When combining these, it will optimize the CSS in this order:

1. `base.css`
2. `specific.css`
3. `base.css`

But if `specific.css` was meant to override something in `base.css` in the
first URL, that might get undone when `base.css` becomes the last CSS
to include.

[See this issue for another good example](https://github.com/peterbe/minimalcss/issues/16) why running `minimalcss` across multiple URLs.

### About `cheerio`

When `minimalcss` evaluates each CSS selector to decide whether to keep it
or not, some selectors might not be parseable. Possibly, the CSS employs
hacks for specific browsers that
[cheerio](https://www.npmjs.com/package/cheerio) doesn't support. Or
there might be CSS selectors that no browser or tool can understand
(e.g a typo by the CSS author). If there's a problem parsing a CSS selector,
the default is to swallow the exception and let the CSS selector stay.

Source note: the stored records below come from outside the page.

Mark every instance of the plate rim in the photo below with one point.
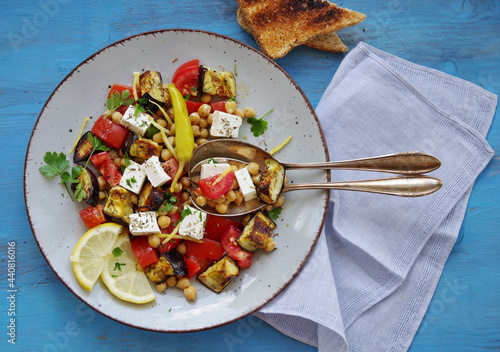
(153, 33)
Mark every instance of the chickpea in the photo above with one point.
(164, 221)
(171, 281)
(204, 133)
(204, 110)
(230, 106)
(195, 118)
(185, 182)
(116, 117)
(165, 154)
(253, 168)
(190, 293)
(249, 112)
(183, 283)
(161, 287)
(221, 208)
(158, 138)
(181, 248)
(206, 98)
(201, 201)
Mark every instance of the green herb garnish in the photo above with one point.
(259, 125)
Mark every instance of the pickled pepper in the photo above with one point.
(184, 139)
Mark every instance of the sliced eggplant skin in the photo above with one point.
(90, 185)
(213, 82)
(256, 232)
(118, 206)
(150, 198)
(84, 148)
(217, 276)
(271, 182)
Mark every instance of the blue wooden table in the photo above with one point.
(43, 40)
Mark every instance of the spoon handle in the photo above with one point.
(405, 186)
(408, 163)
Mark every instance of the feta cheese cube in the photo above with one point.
(133, 177)
(209, 170)
(137, 122)
(193, 224)
(144, 223)
(156, 175)
(225, 125)
(245, 182)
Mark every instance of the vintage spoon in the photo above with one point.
(409, 185)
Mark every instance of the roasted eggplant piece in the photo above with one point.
(118, 205)
(151, 88)
(168, 264)
(271, 182)
(84, 148)
(217, 276)
(256, 232)
(150, 198)
(221, 83)
(90, 185)
(143, 148)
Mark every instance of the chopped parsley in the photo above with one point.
(259, 125)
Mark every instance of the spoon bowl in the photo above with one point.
(409, 165)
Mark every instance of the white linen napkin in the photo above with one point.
(373, 272)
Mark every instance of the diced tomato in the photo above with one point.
(214, 191)
(185, 77)
(145, 254)
(216, 225)
(92, 216)
(171, 166)
(193, 106)
(196, 265)
(208, 249)
(233, 249)
(111, 133)
(107, 168)
(218, 105)
(120, 88)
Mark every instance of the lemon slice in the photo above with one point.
(121, 276)
(90, 253)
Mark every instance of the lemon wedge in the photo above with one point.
(91, 253)
(121, 276)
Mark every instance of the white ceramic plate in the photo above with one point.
(261, 84)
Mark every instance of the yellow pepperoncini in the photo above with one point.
(184, 139)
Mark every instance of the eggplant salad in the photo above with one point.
(130, 169)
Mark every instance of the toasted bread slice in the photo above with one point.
(329, 42)
(280, 25)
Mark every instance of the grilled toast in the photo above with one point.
(280, 25)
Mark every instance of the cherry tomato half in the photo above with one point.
(214, 191)
(233, 249)
(145, 254)
(185, 77)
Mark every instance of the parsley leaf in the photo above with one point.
(118, 99)
(259, 125)
(169, 202)
(117, 252)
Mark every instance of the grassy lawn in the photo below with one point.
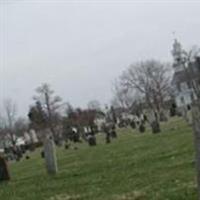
(133, 167)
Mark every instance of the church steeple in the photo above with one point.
(178, 55)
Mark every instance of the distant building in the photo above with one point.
(186, 76)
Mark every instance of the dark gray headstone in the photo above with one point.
(4, 171)
(50, 156)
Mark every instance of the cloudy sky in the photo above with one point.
(80, 47)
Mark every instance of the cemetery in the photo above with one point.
(95, 104)
(134, 166)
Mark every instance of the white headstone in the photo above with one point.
(33, 136)
(50, 156)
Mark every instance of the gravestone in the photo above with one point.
(142, 128)
(50, 156)
(92, 140)
(4, 172)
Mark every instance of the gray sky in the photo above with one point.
(80, 47)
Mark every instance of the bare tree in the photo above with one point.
(152, 80)
(51, 104)
(190, 61)
(122, 97)
(94, 105)
(10, 109)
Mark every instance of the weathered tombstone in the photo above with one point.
(50, 156)
(4, 171)
(142, 128)
(92, 140)
(132, 124)
(108, 137)
(155, 127)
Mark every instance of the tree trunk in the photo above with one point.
(196, 129)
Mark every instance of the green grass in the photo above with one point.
(133, 167)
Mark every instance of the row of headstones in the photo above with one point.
(50, 161)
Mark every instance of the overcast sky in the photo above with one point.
(80, 47)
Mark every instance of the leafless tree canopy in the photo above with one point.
(151, 79)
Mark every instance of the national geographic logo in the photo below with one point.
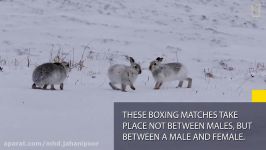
(256, 8)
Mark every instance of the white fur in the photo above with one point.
(122, 74)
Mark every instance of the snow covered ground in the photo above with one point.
(220, 38)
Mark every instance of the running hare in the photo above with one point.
(124, 75)
(50, 74)
(168, 72)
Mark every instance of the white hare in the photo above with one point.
(168, 72)
(124, 75)
(50, 74)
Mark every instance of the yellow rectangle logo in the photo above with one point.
(258, 96)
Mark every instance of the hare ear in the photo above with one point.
(131, 60)
(159, 59)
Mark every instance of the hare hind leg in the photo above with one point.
(158, 85)
(123, 87)
(34, 86)
(45, 87)
(52, 87)
(61, 86)
(189, 82)
(113, 86)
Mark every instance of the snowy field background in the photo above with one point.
(218, 38)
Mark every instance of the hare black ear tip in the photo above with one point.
(159, 58)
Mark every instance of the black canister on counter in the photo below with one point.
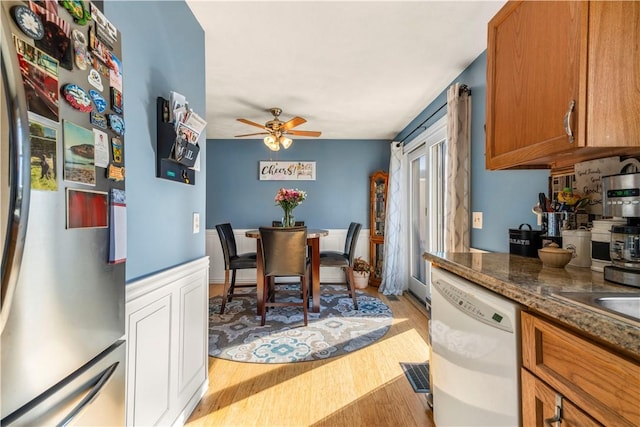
(525, 242)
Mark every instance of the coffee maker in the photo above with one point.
(621, 198)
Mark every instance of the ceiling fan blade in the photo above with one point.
(296, 121)
(252, 134)
(304, 132)
(249, 122)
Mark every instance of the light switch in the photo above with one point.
(477, 220)
(196, 222)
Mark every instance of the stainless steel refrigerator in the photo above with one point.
(63, 296)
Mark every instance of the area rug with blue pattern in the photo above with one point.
(338, 328)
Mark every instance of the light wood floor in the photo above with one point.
(363, 388)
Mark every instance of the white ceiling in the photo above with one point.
(353, 69)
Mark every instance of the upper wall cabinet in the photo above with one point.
(563, 83)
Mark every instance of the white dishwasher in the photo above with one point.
(475, 354)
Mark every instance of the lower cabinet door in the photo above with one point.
(539, 403)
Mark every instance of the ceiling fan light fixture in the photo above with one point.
(286, 142)
(271, 142)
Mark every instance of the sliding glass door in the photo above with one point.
(424, 160)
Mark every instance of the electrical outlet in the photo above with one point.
(477, 220)
(196, 222)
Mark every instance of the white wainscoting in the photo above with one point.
(333, 242)
(167, 318)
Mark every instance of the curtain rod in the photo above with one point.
(463, 89)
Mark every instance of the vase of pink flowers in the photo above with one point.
(288, 199)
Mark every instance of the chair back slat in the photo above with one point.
(228, 242)
(284, 250)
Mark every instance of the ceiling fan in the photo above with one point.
(277, 130)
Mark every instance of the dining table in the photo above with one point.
(313, 243)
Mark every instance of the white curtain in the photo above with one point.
(456, 233)
(393, 273)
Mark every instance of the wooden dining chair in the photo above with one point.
(344, 259)
(284, 254)
(232, 262)
(279, 223)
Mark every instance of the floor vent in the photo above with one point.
(418, 376)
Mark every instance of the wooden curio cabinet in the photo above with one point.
(377, 214)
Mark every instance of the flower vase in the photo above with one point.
(288, 219)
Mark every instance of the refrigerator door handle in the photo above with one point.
(18, 163)
(95, 388)
(90, 389)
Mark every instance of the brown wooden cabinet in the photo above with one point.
(377, 215)
(540, 403)
(562, 83)
(595, 384)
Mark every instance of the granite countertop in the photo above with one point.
(527, 282)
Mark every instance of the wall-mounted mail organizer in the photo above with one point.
(166, 166)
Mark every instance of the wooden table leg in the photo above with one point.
(260, 277)
(314, 247)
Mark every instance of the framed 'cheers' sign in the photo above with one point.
(287, 171)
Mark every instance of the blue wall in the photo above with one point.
(339, 195)
(504, 197)
(155, 61)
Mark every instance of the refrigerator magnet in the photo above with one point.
(77, 97)
(115, 173)
(98, 119)
(116, 123)
(116, 149)
(116, 100)
(98, 100)
(95, 80)
(28, 21)
(78, 10)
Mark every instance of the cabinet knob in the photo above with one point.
(557, 418)
(567, 121)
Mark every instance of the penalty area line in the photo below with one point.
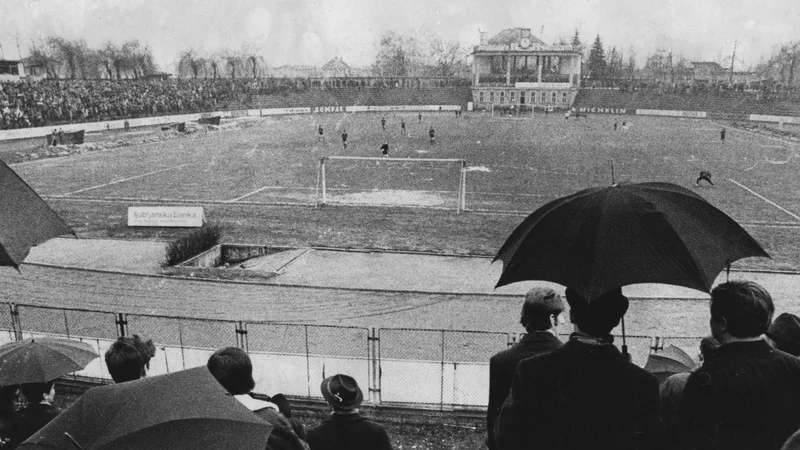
(122, 180)
(764, 198)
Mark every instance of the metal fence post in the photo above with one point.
(66, 323)
(122, 325)
(441, 381)
(180, 340)
(373, 349)
(241, 336)
(16, 324)
(308, 363)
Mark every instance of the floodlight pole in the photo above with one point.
(613, 181)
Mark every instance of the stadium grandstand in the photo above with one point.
(362, 268)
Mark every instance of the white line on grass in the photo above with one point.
(123, 180)
(764, 198)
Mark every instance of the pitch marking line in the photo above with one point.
(123, 180)
(764, 198)
(251, 193)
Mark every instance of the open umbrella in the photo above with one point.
(669, 361)
(40, 360)
(601, 239)
(25, 219)
(182, 410)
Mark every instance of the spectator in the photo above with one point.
(784, 333)
(346, 428)
(672, 387)
(232, 367)
(585, 394)
(39, 412)
(748, 396)
(540, 315)
(8, 400)
(128, 358)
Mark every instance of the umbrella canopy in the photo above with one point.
(182, 410)
(25, 219)
(601, 239)
(669, 361)
(40, 360)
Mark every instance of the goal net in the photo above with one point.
(512, 111)
(410, 182)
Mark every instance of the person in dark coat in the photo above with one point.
(346, 428)
(585, 394)
(39, 412)
(672, 388)
(540, 312)
(128, 358)
(784, 333)
(8, 400)
(232, 368)
(748, 396)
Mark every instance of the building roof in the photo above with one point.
(707, 63)
(336, 65)
(512, 36)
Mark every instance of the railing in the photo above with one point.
(441, 369)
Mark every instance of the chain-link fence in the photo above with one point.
(442, 368)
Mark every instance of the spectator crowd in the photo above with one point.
(543, 393)
(585, 393)
(41, 103)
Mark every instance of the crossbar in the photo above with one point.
(377, 158)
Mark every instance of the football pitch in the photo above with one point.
(512, 166)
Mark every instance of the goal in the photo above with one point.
(512, 111)
(411, 182)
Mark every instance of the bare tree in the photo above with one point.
(446, 58)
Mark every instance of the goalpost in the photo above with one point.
(367, 185)
(519, 112)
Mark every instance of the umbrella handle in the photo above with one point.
(74, 442)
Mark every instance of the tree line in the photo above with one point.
(244, 63)
(59, 57)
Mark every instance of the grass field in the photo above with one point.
(259, 183)
(514, 166)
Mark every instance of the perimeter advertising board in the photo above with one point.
(165, 216)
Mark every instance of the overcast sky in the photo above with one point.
(314, 31)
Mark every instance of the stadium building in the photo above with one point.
(515, 68)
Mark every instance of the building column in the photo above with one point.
(508, 70)
(539, 68)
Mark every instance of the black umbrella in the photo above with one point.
(601, 239)
(25, 219)
(39, 360)
(183, 410)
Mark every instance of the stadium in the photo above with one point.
(373, 264)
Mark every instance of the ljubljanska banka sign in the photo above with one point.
(165, 216)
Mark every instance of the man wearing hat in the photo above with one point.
(585, 394)
(346, 428)
(748, 396)
(785, 333)
(540, 312)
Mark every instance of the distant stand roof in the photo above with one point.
(337, 66)
(512, 36)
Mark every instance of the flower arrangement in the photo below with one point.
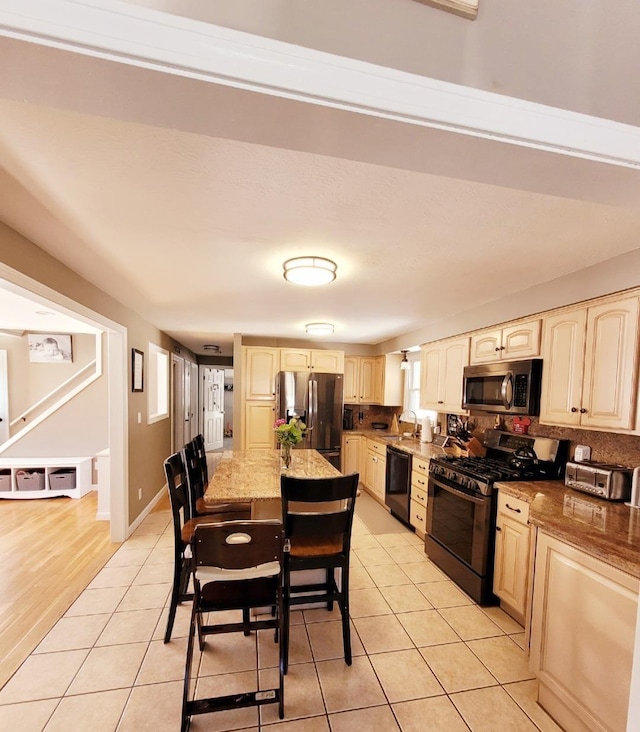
(291, 432)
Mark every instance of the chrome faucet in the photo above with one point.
(415, 421)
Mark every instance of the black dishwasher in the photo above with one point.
(397, 491)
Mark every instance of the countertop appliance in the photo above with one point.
(461, 503)
(317, 400)
(397, 489)
(611, 482)
(509, 387)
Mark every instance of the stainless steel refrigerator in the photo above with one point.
(317, 400)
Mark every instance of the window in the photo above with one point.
(158, 403)
(412, 389)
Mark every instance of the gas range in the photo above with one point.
(509, 457)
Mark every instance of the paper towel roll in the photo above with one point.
(426, 431)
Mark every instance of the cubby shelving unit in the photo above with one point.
(24, 478)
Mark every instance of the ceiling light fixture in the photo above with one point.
(310, 271)
(319, 328)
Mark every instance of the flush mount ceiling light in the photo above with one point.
(319, 328)
(309, 271)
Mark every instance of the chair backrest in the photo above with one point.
(195, 479)
(198, 443)
(314, 509)
(237, 550)
(178, 493)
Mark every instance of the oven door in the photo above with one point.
(461, 535)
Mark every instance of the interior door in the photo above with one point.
(212, 407)
(177, 402)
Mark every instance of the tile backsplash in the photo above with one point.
(606, 447)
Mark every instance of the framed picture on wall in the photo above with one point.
(49, 348)
(137, 370)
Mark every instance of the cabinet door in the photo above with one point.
(431, 367)
(367, 380)
(486, 347)
(511, 570)
(563, 355)
(351, 381)
(611, 356)
(258, 425)
(351, 449)
(521, 341)
(327, 362)
(260, 368)
(295, 359)
(455, 358)
(582, 637)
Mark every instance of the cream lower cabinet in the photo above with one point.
(418, 503)
(582, 637)
(512, 556)
(258, 425)
(590, 366)
(353, 449)
(375, 471)
(441, 368)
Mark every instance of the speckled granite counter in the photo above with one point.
(255, 475)
(408, 444)
(607, 530)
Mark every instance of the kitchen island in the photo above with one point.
(255, 476)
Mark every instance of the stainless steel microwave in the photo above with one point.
(509, 387)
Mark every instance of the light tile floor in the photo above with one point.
(425, 656)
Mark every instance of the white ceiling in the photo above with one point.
(183, 198)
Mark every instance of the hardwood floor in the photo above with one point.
(50, 549)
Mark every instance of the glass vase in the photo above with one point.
(285, 454)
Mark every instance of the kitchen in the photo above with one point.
(516, 305)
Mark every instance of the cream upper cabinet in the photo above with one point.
(388, 381)
(352, 452)
(590, 366)
(512, 555)
(260, 367)
(582, 637)
(513, 342)
(301, 359)
(258, 425)
(360, 379)
(442, 364)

Also by default, all these warnings are hidden. To see them use the `--debug`
flag (or `debug` API option). Then the CSS selector syntax errors are
printed on `stderr`.

### About `@font-face`

`minimalcss` will remove any `@font-face` rules whose name is not mentioned
in any of the CSS selectors. But be aware that you might have a
`@font-face { font-family: MyName; }` in some `/static/foo.css` but separately
you might have an inline style sheet that looks like this:

```html
<style type="text/css">
div.something { font-family: MyName; }

```

In this case the `@font-face { font-family: MyName; }` would be removed even
though it's mentioned from somewhere else.

### About Blobs

If your document uses `Blob` to create injectable stylesheets into the DOM,
`minimalcss` will _not_ be able to optimize that. It will be not be
included in the final CSS.

## Development

First thing to get started, once you've cloned the repo is to install all
the dependencies:

```sh
yarn
```

### Testing

Testing is done with [`jest`](https://facebook.github.io/jest/). At the
beginning of every test, a static file server is started on `localhost`
and a `puppeteer` browser instance is created for every test.

To run the tests:

```sh
yarn jest
```

Best way to get into writing tests is to look at existing tests and copy.

### Prettier

All code is expected to conform with [Prettier](https://prettier.io/) according
to the the `.prettierrc` file in the root of the project.

To check that all your code conforms, run:

```sh
yarn lintcheck
```

## Use without a server

[This blog post](https://www.peterbe.com/plog/how-to-use-minimalcss-without-a-server)
demonstrates technique to use `minimalcss` when you don't yet have a server.
Using the `http-server` package you can start a server right before you run
and shut down as soon as you're done.

## License

Copyright (c) 2017-2020 [Peter Bengtsson](https://www.peterbe.com).
See the [LICENSE](/LICENSE) file for license rights and limitations (MIT).